Tacky and the Haunted Igloo by Helen Lester
I hope you know and love the Tacky the Penguin books. The original has a special place in my heart because I performed it at a storytelling festival when I was in first grade. Good memories. But, aside from nostalgia, Tacky is a delightfully quirky bird to read about. Despite his less-than-perfect qualities, he always manages to save the day–even if by accident. I’m often wary of seasonal sequels to books I love, but this one was a pleasant surprise.
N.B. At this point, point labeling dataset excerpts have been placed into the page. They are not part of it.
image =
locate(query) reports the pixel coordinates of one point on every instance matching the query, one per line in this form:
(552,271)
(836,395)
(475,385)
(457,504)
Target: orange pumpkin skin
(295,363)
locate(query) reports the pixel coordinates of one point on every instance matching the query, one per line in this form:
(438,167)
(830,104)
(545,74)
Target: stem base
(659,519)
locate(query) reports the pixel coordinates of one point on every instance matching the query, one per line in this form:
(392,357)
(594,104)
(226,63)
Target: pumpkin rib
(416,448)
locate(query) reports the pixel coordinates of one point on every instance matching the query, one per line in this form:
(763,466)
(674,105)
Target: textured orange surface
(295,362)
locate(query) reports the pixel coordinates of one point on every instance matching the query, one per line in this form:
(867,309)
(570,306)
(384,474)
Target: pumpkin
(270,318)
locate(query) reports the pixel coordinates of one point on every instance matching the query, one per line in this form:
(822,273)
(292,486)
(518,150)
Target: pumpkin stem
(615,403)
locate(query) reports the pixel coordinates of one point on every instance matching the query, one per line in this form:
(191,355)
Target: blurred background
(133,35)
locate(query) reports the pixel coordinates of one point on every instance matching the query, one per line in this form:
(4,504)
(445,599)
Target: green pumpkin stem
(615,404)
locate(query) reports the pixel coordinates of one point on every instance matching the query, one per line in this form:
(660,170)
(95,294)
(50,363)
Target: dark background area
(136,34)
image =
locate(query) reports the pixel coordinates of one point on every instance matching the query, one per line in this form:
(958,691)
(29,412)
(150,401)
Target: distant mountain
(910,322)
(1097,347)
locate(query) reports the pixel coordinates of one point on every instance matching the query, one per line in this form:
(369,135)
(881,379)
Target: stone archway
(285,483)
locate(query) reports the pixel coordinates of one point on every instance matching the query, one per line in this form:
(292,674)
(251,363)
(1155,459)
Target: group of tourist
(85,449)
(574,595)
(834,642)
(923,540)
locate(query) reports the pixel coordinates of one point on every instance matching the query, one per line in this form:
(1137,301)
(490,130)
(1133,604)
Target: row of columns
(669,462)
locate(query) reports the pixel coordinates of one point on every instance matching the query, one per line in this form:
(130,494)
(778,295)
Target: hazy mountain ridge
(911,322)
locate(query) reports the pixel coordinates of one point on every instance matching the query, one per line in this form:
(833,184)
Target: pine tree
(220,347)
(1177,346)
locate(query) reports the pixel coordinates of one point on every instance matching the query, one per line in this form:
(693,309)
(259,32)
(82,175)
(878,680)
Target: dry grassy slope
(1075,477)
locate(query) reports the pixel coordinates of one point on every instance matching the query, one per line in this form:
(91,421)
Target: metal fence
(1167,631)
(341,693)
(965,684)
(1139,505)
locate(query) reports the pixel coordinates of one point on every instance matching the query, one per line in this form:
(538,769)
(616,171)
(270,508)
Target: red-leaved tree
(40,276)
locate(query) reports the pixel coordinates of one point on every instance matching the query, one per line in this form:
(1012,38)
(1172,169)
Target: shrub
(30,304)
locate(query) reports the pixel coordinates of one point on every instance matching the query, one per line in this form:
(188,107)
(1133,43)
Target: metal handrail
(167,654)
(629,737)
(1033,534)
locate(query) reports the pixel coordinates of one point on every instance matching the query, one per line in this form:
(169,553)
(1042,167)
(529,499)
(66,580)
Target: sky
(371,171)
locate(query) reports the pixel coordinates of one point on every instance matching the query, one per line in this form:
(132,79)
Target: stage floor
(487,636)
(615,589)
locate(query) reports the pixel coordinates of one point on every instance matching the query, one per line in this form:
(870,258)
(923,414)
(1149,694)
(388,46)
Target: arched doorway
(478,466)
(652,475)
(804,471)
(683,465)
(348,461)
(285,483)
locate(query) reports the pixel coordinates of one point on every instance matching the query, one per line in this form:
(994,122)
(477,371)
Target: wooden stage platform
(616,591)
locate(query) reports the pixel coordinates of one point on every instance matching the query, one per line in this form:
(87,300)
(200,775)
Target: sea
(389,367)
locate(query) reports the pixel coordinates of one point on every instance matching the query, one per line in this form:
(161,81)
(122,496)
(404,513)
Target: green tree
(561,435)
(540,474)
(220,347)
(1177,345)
Pumpkin Jack by Will Hubbell
A brilliantly educational story about a boy who doesn’t want to get rid of his beloved “Jack”-o-lantern after Halloween, this book shows kids the life cycle of a pumpkin in a creative way. I love books where you don’t even realize you’re learning until the story is over and you say, “Huh! I never knew that!”
Click, Clack, Boo! by Doreen Cronin
I have LONG loved the Click, Clack, Moo books…gotta love Duck. This one presents a funny juxtaposition of Farmer Brown, who really doesn’t like Halloween, with the animals, who are getting ready for a hootenanny in the barn. All your favorite characters, all the charm you would expect. This is a sequel worth reading.